Ultimately, the New Seed isn't one of Kirby's greatest creations. Its look was dictated by Hollywood, and its character was really little more than a combination of the Silver Surfer and Uatu the Watcher, two Marvel characters that Kirby had already created. But that's almost beside the point, since few could argue that a Kirby/Kubrick/Clarke mashup shouldn't be treasured and celebrated.

 

Devil Dinosaur and Moon-Boy

This perennial cult Marvel character is kind of a no-brainer in the visual department. A giant bright red T-Rex? With a name that sounds like the most awesome metal band ever? Devil Dinosaur, and his oft-forgotten hair-covered sidekick Moon-Boy, was always destined for cult success.

Kirby wrote and pencilled all nine issues of Devil Dinosaur's initial run himself, back in 1978, but the idea had clearly been kicking around in his head for some time – back in 1961 he'd already illustrated a story in Amazing Adventures #3 where a pair of time travellers encounter a red tyrannosaur. A riff on such movies as One Million Years BC, it found the unlikely duo of mutant dino and plucky cave-lad battling prehistoric foes in the aptly named Dinosaur World.

The character never took off as a standalone title – it was intended to lead into an animated TV show – but like so many of Kirby's weirder creations, Devil Dinosaur endured in the sidelines,making memorable cameos. In one memorable crossover, the year after Devil Dinosaur's own series folded, he teamed-up with Godzilla during his time in the Marvel Comics stable. He's still popular today, as Warren Ellis gave him a crowd-pleasing turn in his acclaimed Nextwave, as the head of a terrorist organisation who devoured Moon-Boy, leading to “considerable rectal distress”. Conservative as ever, Marvel later explained that this Devil Dinosaur was a clone.

 

The Dingbats of Danger Street

Finally, a reminder that while his mind may have been exploring the cosmos, Kirby's heart belonged to the streets. The “kid gang”, a perennial comic concept in the 1940s, was already out of favour in 1975 when Kirby created the Dingbats for DC so it's no surprise that this “1st Issue Special” was their only outing.

There were four in the gang – Good Looks, the leader, Krunch, the tough guy, Non-Fat, a skinny kid with an enormous appetite and Bananas, an Asian kid with mental issues whose slanted eyes and goofy teeth made him look like he should be getting punched out by Captain America in 1943.
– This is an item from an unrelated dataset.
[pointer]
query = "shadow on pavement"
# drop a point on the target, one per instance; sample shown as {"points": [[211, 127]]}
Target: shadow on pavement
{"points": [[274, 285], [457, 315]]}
While their first adventure was comedic in tone, it did pit the gang against two costumed criminals – Jumping Jack and the Gasser – and featured as many action scenes as pratfalls. It's an uneven mix, too goofy for a country still reeling from Watergate and Vietnam, but lacking the honest pluck of a genuine 1940s strip. Kirby was 58 when he created the Dingbats, and frankly, it shows. The Dingbats were quickly mothballed, and returned only briefly in 1997 for Adventures of Superman #549, where Supes had to mediate a dispute over gang hideouts. The Dingbats finally signed off this year in the last ever issue of Batman: The Brave and the Bold, as Bat-Mite lists the forgotten DC characters that will go unused now that the crossover comic was ending.

That seems like an appropriate note to end on, as Kirby's creations are a poor fit for the current comic book market, dominated as it is by cynical reinventions, stories that trade in rape and mutilation for their thrills, and characters driven as much by psychosis as any heroic urges. Kirby was the Silver Age incarnate, a celebration of ideas and possibilities, unrestrained by irony or self- awareness. From dragons wearing purple pants to flying space babies, Kirby didn't just explode the panels of his comic books, he expanded the imaginations of his readers.